Bellows – in her statement to the Subcommittee on Commerce, Justice, Science and Related Agencies – explained that LSC was funded at $420 million in 2010, and the recommended $440 million for fiscal year 2014 is a conservative estimate of the 2010 appropriations figure indexed for inflation.
“The ABA understands that federal funding must be carefully apportioned among many worthwhile programs and that the government has serious budgetary limitations,” Bellows said. “At the same time, the responsibility for providing justice for Americans is an obligation of government, referenced in the Preamble of the U.S. Constitution. The need for increased funding for LSC is paramount: for justice to prevail, access to justice must be universal,” she stressed.
Bellows explained that LSC, the largest provider of civil legal assistance to the poor in the nation, offers civil legal assistance to Americans at or below 125 percent of the federal poverty guidelines by providing grants to 134 local programs operating in all 50 states, the District of Columbia and Puerto Rico. Individuals receiving assistance include veterans returning from war, domestic violence victims, individuals undergoing foreclosure or other housing issues, those coping with the after-effects of natural disasters, and families involved in child custody disputes.
Limited resources prevent LSC grantees from responding to more than half the applications for legal assistance by eligible individuals. The actual level of need is even larger than the current demand reflects because many poor people with life-altering legal problems “simply do not seek assistance because they are aware that they have at best a 50-50 chance of getting help,” Bellows said.
“Civil legal aid for the poor is a prime example of constituent services provided in every congressional district in the United States,” Bellows told the subcommittee. She emphasized that the services received through LSC-funded programs help prevent individuals from requiring assistance from public social service programs that could lead to a long-term reliance on such programs.
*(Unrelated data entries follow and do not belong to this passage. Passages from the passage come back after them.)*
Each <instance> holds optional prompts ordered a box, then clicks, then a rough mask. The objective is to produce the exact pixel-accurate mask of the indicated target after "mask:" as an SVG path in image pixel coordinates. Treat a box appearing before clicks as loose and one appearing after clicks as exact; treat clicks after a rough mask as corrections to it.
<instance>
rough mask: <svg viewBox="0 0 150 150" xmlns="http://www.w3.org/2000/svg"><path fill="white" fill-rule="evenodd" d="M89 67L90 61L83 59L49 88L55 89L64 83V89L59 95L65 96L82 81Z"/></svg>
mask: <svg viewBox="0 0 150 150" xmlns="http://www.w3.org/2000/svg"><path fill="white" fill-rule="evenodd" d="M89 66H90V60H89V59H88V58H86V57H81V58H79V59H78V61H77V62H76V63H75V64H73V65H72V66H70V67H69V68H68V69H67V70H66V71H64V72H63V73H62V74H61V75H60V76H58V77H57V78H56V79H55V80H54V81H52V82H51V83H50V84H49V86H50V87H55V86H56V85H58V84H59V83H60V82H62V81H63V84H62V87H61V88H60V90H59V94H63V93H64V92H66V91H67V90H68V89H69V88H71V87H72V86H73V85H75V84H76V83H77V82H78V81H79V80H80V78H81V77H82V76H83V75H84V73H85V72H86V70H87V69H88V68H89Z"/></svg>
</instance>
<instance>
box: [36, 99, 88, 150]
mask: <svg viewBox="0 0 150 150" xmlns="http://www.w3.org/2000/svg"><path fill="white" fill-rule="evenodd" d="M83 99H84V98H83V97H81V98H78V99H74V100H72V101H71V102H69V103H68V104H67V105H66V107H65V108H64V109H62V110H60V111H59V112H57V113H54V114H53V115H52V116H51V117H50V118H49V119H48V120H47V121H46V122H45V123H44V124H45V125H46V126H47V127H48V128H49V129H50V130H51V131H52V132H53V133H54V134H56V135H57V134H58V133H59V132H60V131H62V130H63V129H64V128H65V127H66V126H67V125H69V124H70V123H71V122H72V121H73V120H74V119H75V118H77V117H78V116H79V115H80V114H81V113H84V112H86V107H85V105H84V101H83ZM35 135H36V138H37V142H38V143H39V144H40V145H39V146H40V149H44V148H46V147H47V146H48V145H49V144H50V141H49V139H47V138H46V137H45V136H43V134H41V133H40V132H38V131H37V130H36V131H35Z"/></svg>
Bellows emphasized that federal funding to LSC provides a foundation for the country’s legal aid delivery system and is supplemented by other funding sources, including state government funding and use of court fees and fines to support legal aid. She explained, however, that federal funding is increasingly critical because the recent recession has diminished the other funding sources, and pro bono efforts, while critical, are insufficient to completely replace federal legal aid funding.